When the Workload XM Log in page opens, enter your Workload XM user name and password access credentials.
Click Log in.
In the Search field of the Clusters page, enter the name
of the cluster whose workloads you want to analyze.
From the time-range list in the Cluster Summary page, select a time period that
meets your requirements.
In the Trend widget, select the tab of an engine whose
jobs you want to analyze and then click its Total Jobs
value.
The engine's Jobs page opens.
Examine the list of jobs that have executed during the selected time period and
manually compare runs of the same job.
For example, as shown in the following image, when manually comparing the last
two runs of the Log Processor job we can see that there are
duration differences. In this example, the older run had a Task duration skew
health issue, which appears to be fixed:
List and display details of all the runs of a specific job of interest by
selecting one of the job runs and then in its jobs details page, click the
Trends tab.
In the following example, notice how the amount of Input and Output data
changes between runs. The Job Comparison tool enables you to examine more
details about two runs to determine why the amount of data changed. In this case
we will compare a run with no health issues with the last run of the job:
To compare two job runs, select the check boxes adjacent to the job runs you
require and then click Compare.
The Job Comparison page opens displaying more details about each job.

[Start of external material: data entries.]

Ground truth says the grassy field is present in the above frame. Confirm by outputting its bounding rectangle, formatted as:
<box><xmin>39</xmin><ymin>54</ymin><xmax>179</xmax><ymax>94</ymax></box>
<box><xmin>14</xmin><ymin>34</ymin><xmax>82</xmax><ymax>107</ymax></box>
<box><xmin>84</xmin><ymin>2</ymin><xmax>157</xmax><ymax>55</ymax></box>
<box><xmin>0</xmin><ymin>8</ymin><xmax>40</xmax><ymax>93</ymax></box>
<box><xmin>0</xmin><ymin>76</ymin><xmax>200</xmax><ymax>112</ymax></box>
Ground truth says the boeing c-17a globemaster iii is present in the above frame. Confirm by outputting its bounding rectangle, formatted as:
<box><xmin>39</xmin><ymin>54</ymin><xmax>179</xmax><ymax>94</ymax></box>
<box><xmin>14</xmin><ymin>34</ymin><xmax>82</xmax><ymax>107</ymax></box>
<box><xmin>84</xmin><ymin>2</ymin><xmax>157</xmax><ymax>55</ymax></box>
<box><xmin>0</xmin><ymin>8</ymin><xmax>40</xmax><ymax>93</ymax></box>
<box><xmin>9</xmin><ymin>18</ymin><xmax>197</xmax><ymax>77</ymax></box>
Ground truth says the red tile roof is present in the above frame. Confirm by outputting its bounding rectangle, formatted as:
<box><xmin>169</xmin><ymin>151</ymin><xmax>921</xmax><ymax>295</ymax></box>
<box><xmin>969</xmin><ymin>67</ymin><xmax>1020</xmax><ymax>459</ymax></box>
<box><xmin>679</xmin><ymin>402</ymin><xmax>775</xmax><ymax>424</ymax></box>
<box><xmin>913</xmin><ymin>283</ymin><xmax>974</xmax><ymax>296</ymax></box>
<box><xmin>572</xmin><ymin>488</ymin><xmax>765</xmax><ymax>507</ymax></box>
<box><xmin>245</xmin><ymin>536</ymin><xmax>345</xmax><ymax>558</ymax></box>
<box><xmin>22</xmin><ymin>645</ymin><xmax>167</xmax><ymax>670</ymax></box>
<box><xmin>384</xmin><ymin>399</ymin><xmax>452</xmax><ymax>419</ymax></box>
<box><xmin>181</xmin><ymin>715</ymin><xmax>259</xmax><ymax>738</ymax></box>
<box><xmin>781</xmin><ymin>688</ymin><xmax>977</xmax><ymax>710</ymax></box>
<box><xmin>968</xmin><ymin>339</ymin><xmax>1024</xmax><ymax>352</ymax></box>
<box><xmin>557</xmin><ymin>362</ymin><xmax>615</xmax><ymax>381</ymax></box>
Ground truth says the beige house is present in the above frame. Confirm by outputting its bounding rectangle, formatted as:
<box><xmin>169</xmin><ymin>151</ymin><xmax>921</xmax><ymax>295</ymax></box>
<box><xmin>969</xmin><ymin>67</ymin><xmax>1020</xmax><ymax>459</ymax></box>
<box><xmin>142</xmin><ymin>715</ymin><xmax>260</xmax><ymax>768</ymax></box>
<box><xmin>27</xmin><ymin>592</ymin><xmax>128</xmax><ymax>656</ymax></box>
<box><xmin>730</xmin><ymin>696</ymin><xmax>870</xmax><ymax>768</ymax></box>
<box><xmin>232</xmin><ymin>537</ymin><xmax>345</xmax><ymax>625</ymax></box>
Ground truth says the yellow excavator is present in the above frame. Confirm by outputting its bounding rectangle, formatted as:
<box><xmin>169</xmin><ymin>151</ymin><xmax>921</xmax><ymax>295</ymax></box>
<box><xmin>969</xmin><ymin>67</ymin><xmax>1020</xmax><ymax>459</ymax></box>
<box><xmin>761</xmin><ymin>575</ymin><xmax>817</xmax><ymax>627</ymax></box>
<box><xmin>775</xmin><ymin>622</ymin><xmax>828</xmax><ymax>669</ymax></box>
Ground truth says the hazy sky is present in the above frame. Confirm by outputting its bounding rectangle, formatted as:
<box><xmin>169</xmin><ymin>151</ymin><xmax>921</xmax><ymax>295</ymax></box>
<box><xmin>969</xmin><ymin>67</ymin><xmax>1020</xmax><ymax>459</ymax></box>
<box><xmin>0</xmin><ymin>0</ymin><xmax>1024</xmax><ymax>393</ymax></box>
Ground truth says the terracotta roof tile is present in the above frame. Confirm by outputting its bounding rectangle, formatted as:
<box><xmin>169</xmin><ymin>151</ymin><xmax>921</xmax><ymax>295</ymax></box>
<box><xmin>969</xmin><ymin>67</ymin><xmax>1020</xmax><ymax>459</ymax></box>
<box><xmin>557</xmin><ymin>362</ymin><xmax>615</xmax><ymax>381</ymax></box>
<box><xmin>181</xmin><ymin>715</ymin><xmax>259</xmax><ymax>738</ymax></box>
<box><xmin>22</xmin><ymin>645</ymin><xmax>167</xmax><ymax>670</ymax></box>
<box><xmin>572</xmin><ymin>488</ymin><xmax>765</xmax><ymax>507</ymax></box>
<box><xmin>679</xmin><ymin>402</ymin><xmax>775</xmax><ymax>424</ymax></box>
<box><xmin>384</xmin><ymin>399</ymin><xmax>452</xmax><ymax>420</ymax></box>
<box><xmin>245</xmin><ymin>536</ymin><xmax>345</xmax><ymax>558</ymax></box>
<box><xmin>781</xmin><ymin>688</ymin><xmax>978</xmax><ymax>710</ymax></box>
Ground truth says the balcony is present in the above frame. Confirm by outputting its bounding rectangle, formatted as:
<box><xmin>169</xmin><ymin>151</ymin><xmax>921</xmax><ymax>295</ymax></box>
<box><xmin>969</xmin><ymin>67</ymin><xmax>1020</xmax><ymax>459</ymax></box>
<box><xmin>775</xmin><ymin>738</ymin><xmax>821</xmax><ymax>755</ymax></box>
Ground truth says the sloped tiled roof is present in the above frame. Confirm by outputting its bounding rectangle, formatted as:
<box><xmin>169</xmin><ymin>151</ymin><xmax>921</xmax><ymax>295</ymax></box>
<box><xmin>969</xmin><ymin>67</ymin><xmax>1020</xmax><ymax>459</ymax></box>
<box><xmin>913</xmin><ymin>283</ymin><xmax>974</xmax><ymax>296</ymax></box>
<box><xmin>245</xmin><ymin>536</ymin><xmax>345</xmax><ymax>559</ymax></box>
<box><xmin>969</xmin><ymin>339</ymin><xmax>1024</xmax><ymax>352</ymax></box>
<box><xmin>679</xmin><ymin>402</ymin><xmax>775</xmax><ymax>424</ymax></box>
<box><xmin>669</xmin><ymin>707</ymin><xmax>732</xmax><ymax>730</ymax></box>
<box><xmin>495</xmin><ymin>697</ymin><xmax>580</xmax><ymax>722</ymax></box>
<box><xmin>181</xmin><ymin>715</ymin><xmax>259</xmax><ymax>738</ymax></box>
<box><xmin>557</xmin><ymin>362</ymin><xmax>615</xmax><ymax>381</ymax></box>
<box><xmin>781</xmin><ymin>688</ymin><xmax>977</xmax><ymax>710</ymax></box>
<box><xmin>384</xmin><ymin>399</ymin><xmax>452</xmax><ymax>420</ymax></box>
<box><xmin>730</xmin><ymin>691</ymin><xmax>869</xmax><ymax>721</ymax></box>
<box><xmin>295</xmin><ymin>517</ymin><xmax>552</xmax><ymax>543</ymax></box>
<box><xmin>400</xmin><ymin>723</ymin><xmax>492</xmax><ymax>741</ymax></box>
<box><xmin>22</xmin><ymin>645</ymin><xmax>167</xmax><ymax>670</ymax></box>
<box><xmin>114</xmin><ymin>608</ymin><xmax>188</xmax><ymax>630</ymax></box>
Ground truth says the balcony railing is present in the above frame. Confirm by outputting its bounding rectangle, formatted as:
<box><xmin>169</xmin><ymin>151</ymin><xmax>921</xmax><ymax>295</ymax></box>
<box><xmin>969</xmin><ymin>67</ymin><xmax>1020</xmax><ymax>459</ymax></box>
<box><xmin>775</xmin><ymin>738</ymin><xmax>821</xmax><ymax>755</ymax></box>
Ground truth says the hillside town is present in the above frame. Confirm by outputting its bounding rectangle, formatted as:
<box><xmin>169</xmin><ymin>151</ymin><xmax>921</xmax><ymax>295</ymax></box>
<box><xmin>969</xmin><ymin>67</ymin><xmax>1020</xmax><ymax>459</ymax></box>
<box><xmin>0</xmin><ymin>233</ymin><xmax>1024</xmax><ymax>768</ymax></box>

For this example's comparison, the tabs that contain more information about
the job runs are the Structure, SQL
Executions, and the Metrics tabs:
Display and compare the sub-jobs executed for both of your selected job runs by
selecting the Structure tab.
For example, as shown in the following image, the last run of the job (with
health issues) completed in 1minute and 38 seconds and executed 9 sub-jobs and
the run that had no health issues took 1 minute and 20 seconds but only executed
5 sub-jobs. Clicking any of the listed sub-jobs displays more details.
Display and compare what Spark SQL was run and how long they ran for both of
your selected job runs by selecting the SQL Executions
tab.
For example, as shown in the following image, more Spark SQL queries were
performed on the data in the last job run.
Display and compare what metrics were performed on both of your selected job
runs by selecting the Metrics tab.
For example, as shown in the following image, more input records were digested
in the last job run.